Job Description

We are hiring an engineer who has personally built and optimized distributed training systems for large AI models and has deep, real-world experience optimizing GPU workloads specifically on Google Cloud.

This is not a research role, not a general ML engineer role, and not cloud-agnostic.


Core Responsibilities

Distributed Training (Foundation-Scale)

  • Build and operate multi-node, multi-GPU distributed training systems (16–128+ GPUs).
  • Implement and tune:
  • PyTorch Distributed (DDP, FSDP, TorchElastic)
  • DeepSpeed (ZeRO-2 / ZeRO-3, CPU/NVMe offload)
  • Hybrid parallelism (data, tensor, pipeline)
  • Create reusable distributed training frameworks and templates for large models.
  • Handle checkpoint sharding, failure recovery, and elastic scaling.

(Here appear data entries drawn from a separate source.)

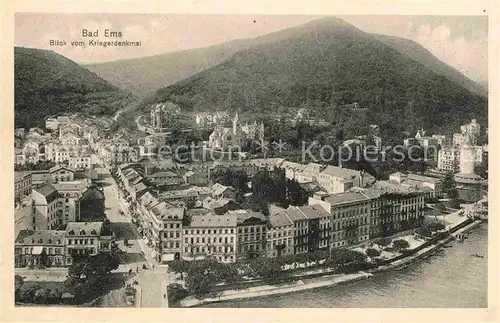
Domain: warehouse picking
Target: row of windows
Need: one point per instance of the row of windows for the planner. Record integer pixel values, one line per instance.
(171, 234)
(209, 240)
(209, 231)
(251, 248)
(80, 241)
(251, 237)
(251, 229)
(209, 250)
(350, 213)
(171, 244)
(51, 251)
(278, 234)
(274, 243)
(173, 225)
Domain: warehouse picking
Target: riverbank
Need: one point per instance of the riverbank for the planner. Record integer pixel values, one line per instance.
(329, 280)
(266, 290)
(427, 251)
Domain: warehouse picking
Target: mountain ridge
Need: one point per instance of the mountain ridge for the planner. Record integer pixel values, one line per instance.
(47, 83)
(314, 60)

GPU Optimization (Google Cloud Only)

  • Optimize GPU utilization and cost on Google Cloud GPUs:
  • A100, H100, L4
  • Achieve high utilization through:
  • Mixed precision (FP16 / BF16)
  • Gradient checkpointing
  • Memory optimization and recomputation
  • Tune NCCL communication (All-Reduce, All-Gather) for multi-node GCP clusters.
  • Reduce GPU idle time and cost per training run.

Google Cloud Execution

  • Run and optimize training jobs using:
  • Vertex AI custom training
  • GKE with GPU node pools
  • Compute Engine GPU VMs
  • Optimize GPU scheduling, scaling, and placement.
  • Use preemptible GPUs safely for large training jobs.

Performance Profiling

  • Profile and debug GPU workloads using:
  • NVIDIA Nsight Systems / Compute
  • DCGM
  • Identify compute, memory, and communication bottlenecks.
  • Produce performance benchmarks and optimization reports.


Required Experience (Recruiter Screening Criteria)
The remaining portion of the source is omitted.